The M-A will be available in black chrome (yes, no retro “black paint” version) or silver chrome from Leica dealers starting October 2014. The price in Germany is 3,850 €, international prices will be announced later.
My only quibble is the knurled rewind, which has always been a PITA. I would have preferred the much more efficient rewind found on the M4, M6 and M7, a small quibble indeed in light of the fact that a camera manufacturer sees the continued viability of analogy photography and is actually committed to producing new cameras to meet the demand.
With the Leica M-System, Leica Camera AG, Wetzlar, is one of the few manufacturers still producing both analogue and digital cameras. In this, the company can draw from decades of experience in the construction of the finest precision-engineered cameras. Now – 60 years after the first Leica M rangefinder camera, the M3, left the factory to significantly change the world of photography – we have chosen the occasion of this anniversary to present a new analogue model: the Leica M-A.
As a purely mechanical rangefinder camera, the Leica M-A stands for a return to photography in its most original form.

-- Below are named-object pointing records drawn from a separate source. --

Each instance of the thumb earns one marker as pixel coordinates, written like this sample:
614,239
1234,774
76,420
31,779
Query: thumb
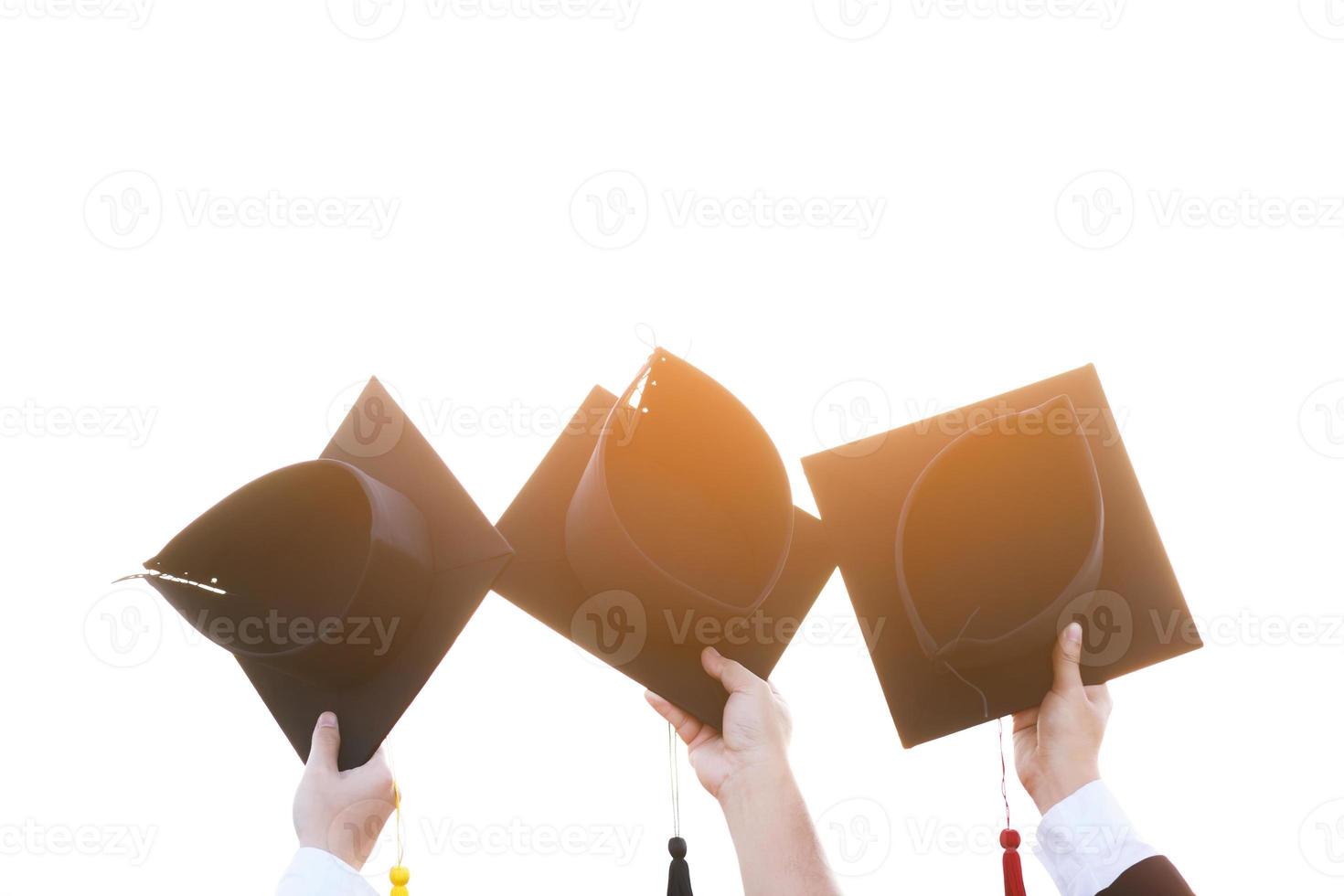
1069,650
325,747
732,675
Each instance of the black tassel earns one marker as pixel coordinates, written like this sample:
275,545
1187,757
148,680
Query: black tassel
679,873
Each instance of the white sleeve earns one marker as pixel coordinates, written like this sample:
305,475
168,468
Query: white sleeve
1086,841
316,872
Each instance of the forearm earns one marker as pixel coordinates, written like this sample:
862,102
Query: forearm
773,835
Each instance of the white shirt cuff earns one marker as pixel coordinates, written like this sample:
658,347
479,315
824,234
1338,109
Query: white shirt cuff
316,872
1086,841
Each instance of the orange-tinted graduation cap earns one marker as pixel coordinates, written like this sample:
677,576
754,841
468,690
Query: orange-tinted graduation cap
661,523
339,583
969,540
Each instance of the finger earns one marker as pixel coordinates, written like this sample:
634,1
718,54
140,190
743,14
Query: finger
686,726
731,675
1024,719
377,764
375,776
1098,696
1069,650
322,755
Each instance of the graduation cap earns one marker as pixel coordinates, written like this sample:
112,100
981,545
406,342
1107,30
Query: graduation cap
661,523
969,540
339,583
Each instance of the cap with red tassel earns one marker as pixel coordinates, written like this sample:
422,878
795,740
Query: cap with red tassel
1008,838
1011,840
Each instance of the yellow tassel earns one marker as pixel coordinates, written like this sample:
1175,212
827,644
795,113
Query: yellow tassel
400,875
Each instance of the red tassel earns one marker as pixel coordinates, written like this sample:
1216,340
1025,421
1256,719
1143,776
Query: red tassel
1011,840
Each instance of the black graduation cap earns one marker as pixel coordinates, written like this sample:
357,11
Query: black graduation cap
661,523
339,583
969,540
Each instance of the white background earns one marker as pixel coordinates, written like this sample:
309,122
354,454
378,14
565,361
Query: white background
492,301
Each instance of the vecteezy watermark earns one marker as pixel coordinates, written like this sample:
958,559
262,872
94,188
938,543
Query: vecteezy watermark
1321,420
31,837
125,209
852,19
368,426
374,19
1321,838
123,627
615,626
852,418
857,835
133,12
1324,16
517,837
862,214
1175,208
612,209
112,422
612,624
1108,624
998,418
1097,209
1104,12
277,630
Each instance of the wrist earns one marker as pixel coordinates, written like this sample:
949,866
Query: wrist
1054,789
322,842
755,784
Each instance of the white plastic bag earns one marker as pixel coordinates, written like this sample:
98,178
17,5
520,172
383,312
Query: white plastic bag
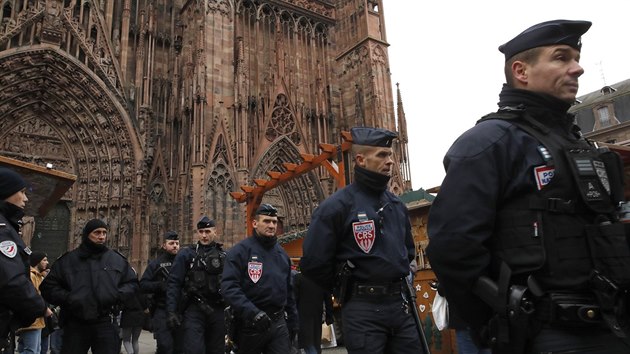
440,311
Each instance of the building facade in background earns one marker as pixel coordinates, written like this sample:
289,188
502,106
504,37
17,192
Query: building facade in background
161,107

Without reliance on a monitor, exposure metering or batteries, photographers can explore entirely new creative horizons. Because, with a camera reduced to only essential camera functions, users of the M-A can now concentrate entirely on the essential parameters of subject composition – namely focal length, aperture and shutter speed – and on capturing the decisive moment.
From its shutter-speed dial and the aperture ring on the lens to the characteristic rangefinder focusing principle – the technical specifications of the Leica M-A are essentially based on the currently available analogue Leica MP. All of its precision-engineered components and functions are designed and constructed for absolute robustness and a long working life, and are housed in a painstakingly hand-built metal body. This ensures that the Leica M-A, as a product with particularly enduring value, brushes aside every challenge with absolute dependability.

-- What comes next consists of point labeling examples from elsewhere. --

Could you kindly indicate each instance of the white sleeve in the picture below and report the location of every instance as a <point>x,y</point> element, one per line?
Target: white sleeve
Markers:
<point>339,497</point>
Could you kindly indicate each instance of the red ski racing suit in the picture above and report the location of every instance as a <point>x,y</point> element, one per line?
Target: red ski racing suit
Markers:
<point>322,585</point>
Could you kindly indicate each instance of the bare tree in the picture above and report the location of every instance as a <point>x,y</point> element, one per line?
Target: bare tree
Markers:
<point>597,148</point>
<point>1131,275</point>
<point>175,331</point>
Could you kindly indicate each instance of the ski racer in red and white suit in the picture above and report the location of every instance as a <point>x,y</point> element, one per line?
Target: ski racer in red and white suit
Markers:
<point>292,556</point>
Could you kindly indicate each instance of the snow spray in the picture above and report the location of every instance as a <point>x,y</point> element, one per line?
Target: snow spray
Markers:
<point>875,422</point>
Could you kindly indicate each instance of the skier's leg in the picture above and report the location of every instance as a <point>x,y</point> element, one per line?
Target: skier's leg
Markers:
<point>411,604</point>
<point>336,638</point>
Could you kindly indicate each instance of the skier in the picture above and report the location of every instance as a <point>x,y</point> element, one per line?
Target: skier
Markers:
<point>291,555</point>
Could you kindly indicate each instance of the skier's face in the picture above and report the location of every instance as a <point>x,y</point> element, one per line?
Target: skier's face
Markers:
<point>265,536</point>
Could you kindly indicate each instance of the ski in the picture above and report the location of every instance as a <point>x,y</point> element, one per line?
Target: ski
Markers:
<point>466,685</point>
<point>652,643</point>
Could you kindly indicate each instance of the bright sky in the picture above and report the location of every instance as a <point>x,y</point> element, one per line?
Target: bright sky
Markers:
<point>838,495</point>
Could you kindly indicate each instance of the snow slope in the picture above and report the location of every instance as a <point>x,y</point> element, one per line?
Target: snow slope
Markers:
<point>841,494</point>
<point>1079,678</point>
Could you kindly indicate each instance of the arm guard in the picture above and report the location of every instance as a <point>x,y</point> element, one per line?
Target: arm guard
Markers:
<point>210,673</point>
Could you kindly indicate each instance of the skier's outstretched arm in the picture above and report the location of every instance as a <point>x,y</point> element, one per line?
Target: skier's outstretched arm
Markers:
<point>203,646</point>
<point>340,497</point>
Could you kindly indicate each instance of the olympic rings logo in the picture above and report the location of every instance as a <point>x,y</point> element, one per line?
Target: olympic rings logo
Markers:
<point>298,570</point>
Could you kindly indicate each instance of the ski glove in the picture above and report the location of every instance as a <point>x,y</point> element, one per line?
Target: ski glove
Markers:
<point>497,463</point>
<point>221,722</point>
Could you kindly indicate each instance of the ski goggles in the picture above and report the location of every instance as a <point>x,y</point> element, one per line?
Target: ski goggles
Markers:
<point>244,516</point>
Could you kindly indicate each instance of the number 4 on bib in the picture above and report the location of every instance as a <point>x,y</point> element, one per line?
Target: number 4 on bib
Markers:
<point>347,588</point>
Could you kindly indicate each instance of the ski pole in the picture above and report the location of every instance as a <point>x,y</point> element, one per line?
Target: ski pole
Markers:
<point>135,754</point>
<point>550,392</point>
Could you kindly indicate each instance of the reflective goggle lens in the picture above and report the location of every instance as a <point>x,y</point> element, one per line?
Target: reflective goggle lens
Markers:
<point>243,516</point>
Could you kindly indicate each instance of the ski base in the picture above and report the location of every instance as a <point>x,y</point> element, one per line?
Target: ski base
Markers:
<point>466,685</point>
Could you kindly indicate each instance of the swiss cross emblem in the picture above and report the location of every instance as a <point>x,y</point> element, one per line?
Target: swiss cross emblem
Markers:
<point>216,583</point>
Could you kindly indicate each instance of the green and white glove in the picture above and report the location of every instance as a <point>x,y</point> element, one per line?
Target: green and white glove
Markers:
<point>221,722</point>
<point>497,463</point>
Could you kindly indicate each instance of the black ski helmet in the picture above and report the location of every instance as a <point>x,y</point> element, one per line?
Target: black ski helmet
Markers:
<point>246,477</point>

The visible elements of the Leica M-A are as timeless as the precision-engineered principles employed inside it. For example, the Leica red dot was omitted to emphasise the classical simplicity of its design. Seen from the side, the Leica M-A is significantly slimmer than its digital counterparts.

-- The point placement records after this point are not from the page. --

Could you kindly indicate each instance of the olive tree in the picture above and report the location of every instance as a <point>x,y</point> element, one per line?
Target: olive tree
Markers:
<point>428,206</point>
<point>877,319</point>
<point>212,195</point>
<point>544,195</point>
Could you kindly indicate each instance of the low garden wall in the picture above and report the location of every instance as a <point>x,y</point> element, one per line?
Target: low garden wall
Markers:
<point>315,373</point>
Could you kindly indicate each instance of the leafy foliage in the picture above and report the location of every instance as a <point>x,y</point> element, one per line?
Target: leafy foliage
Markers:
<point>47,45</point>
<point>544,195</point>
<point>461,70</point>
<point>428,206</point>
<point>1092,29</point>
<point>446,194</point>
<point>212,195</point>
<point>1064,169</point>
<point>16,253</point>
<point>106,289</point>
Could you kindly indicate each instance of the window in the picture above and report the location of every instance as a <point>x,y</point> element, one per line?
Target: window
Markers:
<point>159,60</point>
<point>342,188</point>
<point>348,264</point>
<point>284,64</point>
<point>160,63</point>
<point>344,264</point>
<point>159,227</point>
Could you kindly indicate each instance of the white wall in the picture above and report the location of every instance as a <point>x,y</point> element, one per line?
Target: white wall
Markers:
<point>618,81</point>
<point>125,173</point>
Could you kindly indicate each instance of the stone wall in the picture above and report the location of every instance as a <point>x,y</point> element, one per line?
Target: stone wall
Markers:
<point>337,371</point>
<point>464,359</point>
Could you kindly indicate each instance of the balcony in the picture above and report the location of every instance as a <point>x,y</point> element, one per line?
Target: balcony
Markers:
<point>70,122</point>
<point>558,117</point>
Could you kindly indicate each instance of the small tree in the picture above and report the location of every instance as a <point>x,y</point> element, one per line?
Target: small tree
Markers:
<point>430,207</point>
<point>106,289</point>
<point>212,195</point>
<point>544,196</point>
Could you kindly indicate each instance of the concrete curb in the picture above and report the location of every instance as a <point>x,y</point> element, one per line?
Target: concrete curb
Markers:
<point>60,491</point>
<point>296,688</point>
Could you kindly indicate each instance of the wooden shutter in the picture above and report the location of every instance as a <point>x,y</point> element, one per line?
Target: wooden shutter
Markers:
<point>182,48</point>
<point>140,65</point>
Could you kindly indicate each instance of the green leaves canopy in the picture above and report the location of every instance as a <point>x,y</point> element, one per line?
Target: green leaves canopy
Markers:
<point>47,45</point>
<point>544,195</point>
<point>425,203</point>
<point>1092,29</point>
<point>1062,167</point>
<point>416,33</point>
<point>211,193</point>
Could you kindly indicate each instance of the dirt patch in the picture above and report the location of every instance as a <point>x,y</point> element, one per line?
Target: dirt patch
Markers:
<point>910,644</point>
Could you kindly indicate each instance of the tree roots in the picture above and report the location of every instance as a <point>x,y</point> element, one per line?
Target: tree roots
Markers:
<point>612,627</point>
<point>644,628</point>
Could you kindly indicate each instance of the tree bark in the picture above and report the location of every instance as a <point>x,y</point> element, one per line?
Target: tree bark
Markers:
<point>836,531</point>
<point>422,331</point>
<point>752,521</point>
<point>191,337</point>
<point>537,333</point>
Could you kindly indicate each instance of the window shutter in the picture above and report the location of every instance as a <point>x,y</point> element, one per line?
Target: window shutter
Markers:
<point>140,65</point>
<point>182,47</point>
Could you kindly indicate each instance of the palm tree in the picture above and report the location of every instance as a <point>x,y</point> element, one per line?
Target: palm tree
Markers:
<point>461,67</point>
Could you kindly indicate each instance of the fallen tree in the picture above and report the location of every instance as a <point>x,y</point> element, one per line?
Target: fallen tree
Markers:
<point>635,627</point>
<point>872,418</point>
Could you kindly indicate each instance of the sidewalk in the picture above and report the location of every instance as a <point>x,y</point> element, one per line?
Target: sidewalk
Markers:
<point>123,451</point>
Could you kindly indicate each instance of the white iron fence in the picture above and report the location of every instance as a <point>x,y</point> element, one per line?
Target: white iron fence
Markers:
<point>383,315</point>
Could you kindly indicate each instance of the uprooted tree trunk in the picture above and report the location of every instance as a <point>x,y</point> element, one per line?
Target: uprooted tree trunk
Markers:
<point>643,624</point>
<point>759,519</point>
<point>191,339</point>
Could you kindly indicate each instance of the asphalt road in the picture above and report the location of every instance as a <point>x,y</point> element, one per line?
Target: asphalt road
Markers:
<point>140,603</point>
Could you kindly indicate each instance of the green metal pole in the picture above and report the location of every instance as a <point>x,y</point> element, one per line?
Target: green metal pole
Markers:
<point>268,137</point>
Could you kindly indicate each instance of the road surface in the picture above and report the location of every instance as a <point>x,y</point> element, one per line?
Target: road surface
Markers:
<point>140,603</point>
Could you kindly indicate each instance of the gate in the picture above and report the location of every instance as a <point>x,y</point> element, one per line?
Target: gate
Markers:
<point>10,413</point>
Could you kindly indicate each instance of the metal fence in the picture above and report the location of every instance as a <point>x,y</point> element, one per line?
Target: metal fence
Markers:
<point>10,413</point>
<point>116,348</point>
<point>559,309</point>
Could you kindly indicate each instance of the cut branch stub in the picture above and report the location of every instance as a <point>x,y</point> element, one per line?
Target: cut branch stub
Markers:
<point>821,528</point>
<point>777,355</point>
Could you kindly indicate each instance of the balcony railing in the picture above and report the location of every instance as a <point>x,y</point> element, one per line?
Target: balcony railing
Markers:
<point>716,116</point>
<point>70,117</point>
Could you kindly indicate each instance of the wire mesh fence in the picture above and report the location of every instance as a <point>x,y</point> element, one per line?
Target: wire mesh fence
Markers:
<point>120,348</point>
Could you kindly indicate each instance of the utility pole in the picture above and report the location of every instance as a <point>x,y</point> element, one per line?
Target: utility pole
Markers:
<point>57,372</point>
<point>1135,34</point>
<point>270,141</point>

The camera can be supplied in a choice of two different finishes: the classic appearance of the silver chrome version carries forward the traditions of 60 years of Leica M design. In the black chrome alternative, the M-A is reminiscent of the style of the M Monochrom and sets new standards in unobtrusiveness and discretion. While the silver chrome version of the M-A displays its origins in the engraving on its top plate, only much closer scrutiny of its completely matt black counterpart reveals the discreetly engraved Leica script on its accessory shoe.
Each Leica M-A is supplied complete with Kodak Tri-X 400 black-and-white film, which is also celebrating its 60th anniversary this year. Since its appearance on the market in 1954, its unmistakeable look, exceptional sharpness and tonal gradation, extremely broad exposure latitude and very good shadow detail made this black-and-white film a firm favourite and the classic medium for art and reportage photography.
The Leica M-A will be available from authorized Leica dealers starting October 2014.